Youngest Speller in History Hits Bee Stage

Sriram Hathwar, 8, didn't make it to the quarter finals.

ByABC News
May 28, 2008, 6:48 PM

WASHINGTON, May 29, 2008 -- Within seconds of adjusting the tall microphone to better match his 8-year-old height, Sriram Hathwar nailed the word judges gave him, barely pausing between letters.

"Elicitation," said Sriram, making sure to pronounce the word correctly. "E-l-i-c-i-t-a-t-i-o-n."

The crowd cheered perhaps just a touch louder for the pint-size speller, and he slinked back to his seat on stage, disappearing behind the taller contestants sitting in front of him.

Despite his correct spelling of a word trickier than many of the others given during the preliminary round of the 2008 Scripps National Spelling Bee -- his peers were asked words such as "rigatoni" and "macaroon" -- Sriram was barred from moving on to the bee's quarterfinals because of his score on a written spelling test administered earlier this week.

But Sriram, the youngest speller in the history of the Scripps National Spelling Bee, should still be proud of his accomplishment.
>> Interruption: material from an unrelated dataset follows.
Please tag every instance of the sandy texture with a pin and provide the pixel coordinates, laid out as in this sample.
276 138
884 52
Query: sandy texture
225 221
Only 90 of the 288 spellers who competed qualified for the next round.

Surrounded by both disappointed, disqualified spellers and those eager to get back on the stage for the next round, the second-grader stoically left the ballroom where the bee was held.

"I am ready to get it over with," Sriram told ABCNEWS.com the night before his turn in front of the judges, smiling from behind his thick-rimmed glasses, pausing only to share some of his favorite words and then, of course, to spell them out loud.

Sriram, who was 7 years old when he secured a place in this competition after nailing the spelling of impervious in a regional bee near his hometown of Pointed Post, N.Y., began playing with words when he was a toddler, according to his mom. She practices internal medicine when she's not working as her son's spelling coach.

"When [Sriram] was about 4 years old, he was still in preschool and his teachers would come and tell me that he could read and write really well," said Roopa Hathwar, adding that she is often more nervous before bees than her son. "They would go to him to clarify spelling. He became the spell check for the class."

Sriram soon became obsessed with words -- playing Scrabble, constructing his own crossword puzzles and constantly asking his parents how to spell things he saw around him.

"When my dad would take me places, I'd read words on different [signs] and would start to write them out," Sriram said. "I got better and better at spelling them."

It's common to see competitors write the words in the air before spelling them audibly -- some even use their feet to draw imaginary letters on the stage, to help avoid risking elimination before the judges, but Sriram has his own less complicated technique.

"I just remember the words," said Sriram, who admits that if he's not positive of a word's spelling, he will repeat the word a few times and then ask for its origin, one of just a few questions stumped spellers are allowed to ask.

"They're in my head," he added.

The hardest word Sriram said he's ever had to spell is "zyzzogeton," a South American leaf hopper.

"I missed one of the z's," said Sriram, who added that he knows the word's spelling by heart now, just in case the judges were thinking about tripping him up.

Sriram said he's sure that if he had been around to compete in the 1941 Scripps Spelling Bee, he would have won.

"'Initials' was the easiest championship word," said Sriram, who has studied the words that won spellers trophies in the past.